Adı Bile Tartışmaya Yeter: Helmut Newton
Dramatik, çelişkili, cesur: Elli senelik kariyeri boyunca Helmut Newton, eserleri ve onları çerçeveleyen evrensel vizyonuyla günümüzde dahi önde gelen fotoğraf sanatçılarından bir tanesi sayılıyor. Kışkırtıcı, erotik alt tonlu siyah beyaz fotoğraflarıyla Newton, Vogue başta olmak üzere birçok farklı derginin ilham noktası ve dayanağı oldu. 16 yaşındayken Alman fotoğrafçı Yva’nın asistanlığını yapan fotoğrafçı, arkasında bıraktığı eserlerle hala fotoğraf sanatını şekillendiriyor.
“Bir portre fotoğrafçısı olarak benim işim baştan çıkarmak, keyiflendirmek ve hoş vakit geçirmeyi sağlamaktır.”

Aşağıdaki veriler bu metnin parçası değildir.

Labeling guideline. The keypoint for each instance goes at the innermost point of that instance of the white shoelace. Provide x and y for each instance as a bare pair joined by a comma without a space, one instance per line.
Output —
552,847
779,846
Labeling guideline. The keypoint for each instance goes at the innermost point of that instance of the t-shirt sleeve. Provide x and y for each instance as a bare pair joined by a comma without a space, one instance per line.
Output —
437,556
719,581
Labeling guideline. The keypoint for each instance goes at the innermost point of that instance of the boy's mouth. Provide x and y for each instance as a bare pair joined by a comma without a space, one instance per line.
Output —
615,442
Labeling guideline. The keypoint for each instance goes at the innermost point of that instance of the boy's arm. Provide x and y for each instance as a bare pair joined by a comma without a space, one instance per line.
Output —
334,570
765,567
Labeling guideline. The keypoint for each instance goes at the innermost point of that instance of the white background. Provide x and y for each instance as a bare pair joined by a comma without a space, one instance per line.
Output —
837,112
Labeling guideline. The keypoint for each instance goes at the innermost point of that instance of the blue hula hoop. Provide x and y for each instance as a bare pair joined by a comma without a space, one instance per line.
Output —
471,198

Kariyeri boyunca sadece Vogue Paris için 60 kapak fotoğrafı çeken Helmut Newton, ayrıca Vanity Fair, Nova, Playboy gibi birçok farklı prestijli dergide de çalıştı. Farklıydı ve bunu herkes biliyordu: Newton da bunu amaçlıyor ve kovalıyordu. Modellerinin ve insan doğasının görmezden gelinen noktalarını sergiledi, yeniden yazdı. Eserlerinde toplumsal kurallara, cinsiyet rollerine, ahlaka ve tabulara karşı çıktı.
Tabulara Açılan Bir Savaş
Newton’un eserlerini ölümsüz kılan, şüphesiz zamansız hissiyatı ve görsel üzerindeki hakimiyeti. 1960 ve 70’lerin cinsel özgürlük coşkusunu siyah beyaz karelere sığdıran Newton, özellikle tehlike ve şiddet temaları üzerinde yoğunlaştı. Kendisine benzeyen fotoğrafçıların yanında onu farklı kılan o yegane özellik de buydu: Helmut Newton’un fotoğrafları daha coşkulu, daha tutkulu, daha duyusal bir deneyim yaşatıyordu.
“Belli başlı bazı tabuları olan bir toplumun içerisinde çalışmayı epey ilginç buluyorum. Moda fotoğrafçılığı da bu tür bir toplumu ilgilendiriyor. Tabulara sahip olmak, sonra da onların etrafından dolaşmak: İşte bu ilginç.”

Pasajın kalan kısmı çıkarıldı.